Background and Motivation

The CIDOC Conceptual Reference Model (CRM) is a conceptual data model used in the cultural heritage domain. The Resource Description Framework (RDF) is a graph-based data format. Both CRM and RDF have been created independently for integration of information. RDF is a good fit to express CRM in data and it has been used to do so. The expression of CRM in RDF is not trivial though, so some guidelines are needed. This document is going to provide an application profile to best use CRM in RDF for integration with other RDF data within NFDI4Objects. The document is going to be compared and aligned with similar recommendations such as Doerr, Light, and Hiebel (2020).

The document is managed in a git repository at https://github.com/nfdi4objects/crm-rdf-ap. Contributions and feedback is very welcome!

Difficulties in expressing CRM and RDF

CRM defines abstract types of entities (CRM classes) such as events, measurements, places, and actors with relationship types (CRM properties) to connect instances of these entity types. RDF and its most common extensions define how to identify entities (resources), entity types (RDF classes) and relationship types (CRM properties) with URIs and values with Unicode strings (RDF literals) optionally having a language or a data type to encode values such as numbers and dates. RDF is used with ontologies that define RDF classes, properties, and constraints. CRM looks like an ontology or like it could directly be mapped to an RDF ontology, but this is not the case. CRM is agnostic to data formats: CRM classes are not RDF classes and CRM has no concept of data types and values, so any expression of CRM in RDF comes with choices of design. It is possible to express the same information modeled with CRM in different forms of RDF, so data cannot be integrated flawlessly.

Guidelines

Primitive values

E59 Primitive Value and its subclasses are not expressed as RDF classes. Instead

  • instances of E62 String are expressed as RDF literals with optional language tag, and

  • instances of E60 Number are expressed as RDF literals with numeric data type such as xsd:integer

The CRM classes E61 Time Primitive, E94 Space Primitive, and E95 Spacetime Primitive are both subclasses of E59 Primitive Value and of E41 Appellation, so the latter can be used when a mapping to established RDF data types is not applicable.

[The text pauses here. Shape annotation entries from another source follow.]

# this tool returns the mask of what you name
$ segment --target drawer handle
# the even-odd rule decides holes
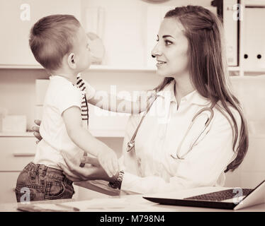
[[[35,153],[13,153],[13,157],[32,157],[35,156]]]

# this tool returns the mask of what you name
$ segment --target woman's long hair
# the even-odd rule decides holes
[[[223,47],[222,25],[220,20],[209,10],[196,6],[177,7],[166,13],[164,17],[176,18],[184,28],[184,35],[188,40],[190,49],[190,75],[191,82],[203,97],[212,102],[227,118],[232,119],[233,150],[236,158],[227,166],[225,172],[236,169],[243,161],[249,145],[248,131],[239,102],[232,95]],[[156,88],[162,90],[174,80],[165,78]],[[236,120],[229,106],[240,114],[242,126],[239,134]],[[238,145],[237,143],[238,141]],[[237,150],[235,148],[237,146]]]

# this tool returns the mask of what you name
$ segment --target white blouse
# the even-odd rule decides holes
[[[215,107],[213,118],[202,136],[196,141],[203,129],[205,114],[200,114],[184,138],[196,114],[202,108],[210,107],[211,103],[194,90],[184,97],[177,106],[174,85],[172,81],[157,93],[157,100],[139,129],[135,150],[130,152],[126,150],[127,143],[142,114],[132,116],[128,121],[120,159],[125,172],[121,185],[124,191],[161,193],[224,185],[224,170],[235,157],[232,149],[235,129],[232,129],[227,117]],[[240,116],[233,108],[230,109],[239,131]],[[178,155],[184,156],[184,160],[174,159],[171,155],[176,156],[181,143]],[[193,143],[193,148],[187,153]]]

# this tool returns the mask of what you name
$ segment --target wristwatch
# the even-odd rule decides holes
[[[114,182],[109,182],[108,186],[114,189],[120,189],[121,187],[121,182],[123,182],[124,172],[123,170],[119,172],[117,179]]]

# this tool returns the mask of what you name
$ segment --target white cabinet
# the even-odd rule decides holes
[[[40,67],[28,46],[32,25],[51,14],[72,14],[81,18],[80,0],[1,0],[1,67]]]
[[[36,139],[23,136],[0,136],[0,203],[16,202],[14,189],[19,172],[32,161]]]

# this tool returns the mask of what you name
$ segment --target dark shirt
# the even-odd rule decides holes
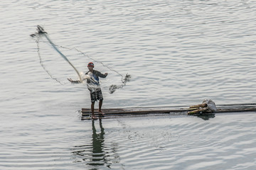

Instances of E61 Time Primitive and E52 Time-Span are better expressed as RDF literals of type xsd:date, xsd:time, xsd:dateTime, or xsd:dateTimeStamp if applicable. More complex time values should be expressed using the Extended Date/Time Format (EDTF) but there is no established method to calculate with dates in RDF yet.1 CRM includes its own classes and properties to model more complex temporal values so this has not been decided yet.

@prefix edtf: <http://id.loc.gov/datatypes/edtf/>
@prefix unit: <http://qudt.org/vocab/unit/> .

<TitanticSinking> a crm:E81_Transformation ;
  crm:P124_transformed <RMSTitanic> ;
  crm:P123_resulted_in <TitanticWreck> .
  crm:P4_has_time-span 
    "1912-04-15"^^xsd:date , # or ^^edtf:EDTF (subsumes xsd:date)
    [
      a crm:E52_Time-Span ;
      crm:P82_at_some_time_within "1912-04-15"^^xsd:date          
    ] ;
    # TODO: add exact time of sinking (02:38–05:18 GMT)
.

Instances of E94 Space Primitive should be expressed using GeoSPARQL Ontology as instance of geo:hasGeometry, compatible with various geographic data formats (WKT, GeoJSON, GML…).2 CRM Property P168 place is defined by should be expressed with RDF property geo:hasGeometry. CRM Properties P171 at some place within, and P172 contains can be used as RDF properties to link places (E53 Place) to outer and inner geometries but geo:hasBoundingBox and geo:hasCentroid should be preferred, if applicable.

<TitanticWreckLocation> a crm:E53_Place ;
  crm:P89_falls_within <AtlanticOcean> ;
  geo:hasGeometry [ a geo:Geometry ;
    geo:asGeoJSON '{"type": "Point","coordinates": [-49.946944,41.7325,-3803]}' ;
    geo:asWKT "POINT (-49.946944 41.7325 -3803)" ;
  ] .

GeoSPARQL properties geo:hasMetricSpatialResolution and/or geo:hasSpatialAccuracy can be used to indicate level of detail.

Instances of E95 Spacetime Primitive … (TODO)

Authority files and types

CRM class E32 Authority Document and CRM property P71 lists MUST NOT be used in RDF but corresponding SKOS RDF classes skos:ConceptScheme and skos:inScheme instead. Applications MAY define skos:ConceptScheme as subclass of E31 Document and skos:inScheme as subproperty of P67 refers to.

CRM also defines class E55 Type with properties P127 has broader term and P127i has narrower term. The class, used with CRM properties P2, P137, P177, P135, P125, P32, and P42, MUST NOT be used in RDF but mapped to

  • skos:Concept and skos:broader/skos:narrower or to
  • individual RDF classes, connected with rdfs:subClassOf.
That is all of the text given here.